Herida Profunda | Power to the People | July 22, 2022
With more than one foot planted in crust territory, these guys remind me a lot of Skitsystem, particularly with the rattling bass guitar and the frequent inclusion of the floor tom to make everything that much stompier. And songs like “22.214.171.124 pt. II” or “Homophobic Piece of Shit” should tell you that this is well worth the support.
Human Cull | To Weep for Unconquered Worlds | January 21, 2022
I don’t think I’ve ever heard a grind record relying so much on dissonant riffing without going fully into avantgarde territory. From an otheriwse straightforward foundation of blasting and shredding, weird angles keep jutting out, making the whole thing feel that much more hostile. And those occasional background synths are top notch, too.
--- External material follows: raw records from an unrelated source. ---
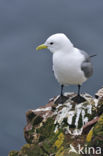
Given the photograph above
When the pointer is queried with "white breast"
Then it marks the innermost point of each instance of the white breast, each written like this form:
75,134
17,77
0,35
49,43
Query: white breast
67,67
Trauma Bond | Winter’s Light | June 6, 2022
Takes a moment to get to the grinding, and indeed, the droning noise is kinda its own thing here (“The Garden…,” “Don’t Forget to Smile”) rather than just a background component to add some industrial flavour. That flavour is instead created by the often mechanical and utterly crushing precision of the instruments, e.g. in the second half of the fantastic “House of No Man.” In fact, Industrial Grinding Sludge is kind of a good genre descriptor. Don’t miss if you dig the experimental stuff.
Tumour | Tumour | June 9, 2022
Not even tagged as grindcore, but I figured “death metal” and “punk” would land us pretty close. Indeed, while breakdowns may outnumber blast beats, a grindesque ferocity forms the d-beating heart of the record. Nailscore? Gym Grind? Whatever you end up calling it, there’s no denying that this thing packs a hefty punch.
Organ Trail | Appetite for Dissection | May 20, 2022
The cover art made me expect a Bongripper record, but gory deathgrind is actually where they’re coming from, musically and lyrically. The experience of the participants, all of which have been in other bands, shines through in the immense quality, and if the album title didn’t give it away, you’ll soon find they’re not taking things too seriously, which is always a good thing.
Jack | Lobotómia | May 30, 2022
Jack from Hungary have been in the game for a good quarter century now, so you best believe they know what they’re doing. This is easily the most purebred record I’ve got for you today. No frills, no samples. Simple, catchy riffs and pissed-off lyrics.
War Effort | War Effort | July 9, 2022
Let’s close with a short’n’sweet tribute to the forefathers. Furnished with frightfully screeching guitars, these basic-as-fuck tracks unearth the genre’s roots, distinctly recalling bands like Discharge and Ripcord. You know what you’re in for, they know what they’re doing, and it’s surprisingly satisfying to have that understanding.